Essentially, the ATF under President Trump is making it harder for its agents to identify and stop gun traffickers — a directive at odds with the agency’s own mission and Trump’s “tough on crime” agenda.
The new guidelines are part of the ATF’s new “New Era of Reform,” which it described as being “marked by transparency, accountability, and partnership with the firearms industry.” Those reforms include rescinding the “zero tolerance” policy of revoking the licenses of gun dealers who willfully violated federal law, announcing that dealers who had their licenses revoked may reapply, publishing a new administrative action policy directing ATF personnel to be much more lenient on dealers going forward, and allowing more state permits to qualify as “Brady alternatives” to bypass background checks on gun sales.
new nics alert policy
For years, ATF agents have used NICS alerts — including during the first Trump administration — to identify and investigate straw purchasers and gun traffickers, and prevent guns from falling into the wrong hands. But according to the new memo, “NICS alerts may only be utilized in cases involving suspected violations of federal firearm statutes,” not state laws, and agents must receive approval from both a special agent in charge and a deputy assistant director at the headquarter level before initiating an alert.
ATF agents must submit a written request form to the special agent in charge that includes a “list of suspected federal firearm violations,” a “summary of [the] suspect’s activity to date,” and the “requested length of the NICS alert” — up to 180 days.
If the special agent in charge approves the request, the ATF agent must then submit it to Field Management Staff to receive approval from the deputy assistant director. And if the requesting agent wants to renew the NICS alert after 180 days, they will have to start the process all over again and receive additional approvals from the ATF’s deputy director and chief counsel.
Finally, the memo notes that all current NICS alerts must be renewed using this procedure.
hindering investigations
In the past, the ATF stressed the importance of data-driven enforcement strategies and early detection mechanisms to stop firearms from reaching criminal networks. The agency’s own case study shows that gun traffickers obtained their firearms from straw purchases in nearly 40 percent of investigations between 2017 and 2021.
But this new NICS alert policy signals a reversal, implementing administrative hurdles that will impede or even halt trafficking investigations altogether.

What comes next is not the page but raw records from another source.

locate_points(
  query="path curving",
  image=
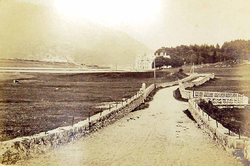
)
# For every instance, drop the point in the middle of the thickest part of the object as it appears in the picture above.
(159, 135)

While the ATF did not state why it issued the new guidance, Gun Owners of America (GOA), a far-right gun group that opposes all gun safety measures — even background checks on gun sales — and counts several gun manufacturers as “partners,” has fearmongered about the NICS alert system since at least 2021, claiming that it involved monitoring people for “buying too many guns.” The group later spun the law enforcement tool as a “covert, warrantless surveillance program of an untold number of law-abiding firearm purchasers.”
More recently, in April, an AmmoLand author and GOA state director said the program “gives gun rights activists one more reason to push Congress to defund, defang, and eventually disband the ATF.” Days later, Senator Rand Paul announced that he had written a letter to the ATF’s acting director requesting more information about the NICS alert system, citing GOA materials. The statement included comments from a GOA lobbyist.
GOA also celebrated the ATF’s recent decision to allow more state permits as acceptable substitutes for background checks as “major victories.”
This shift in policy may appease gun groups, but it does so at the expense of public safety, drastically reducing the ATF’s ability to intervene before firearms are trafficked and moved to illegal markets, used in shootings, and recovered from crime scenes. It leaves the ATF less equipped to detect and disrupt the very criminal activity it is charged with preventing.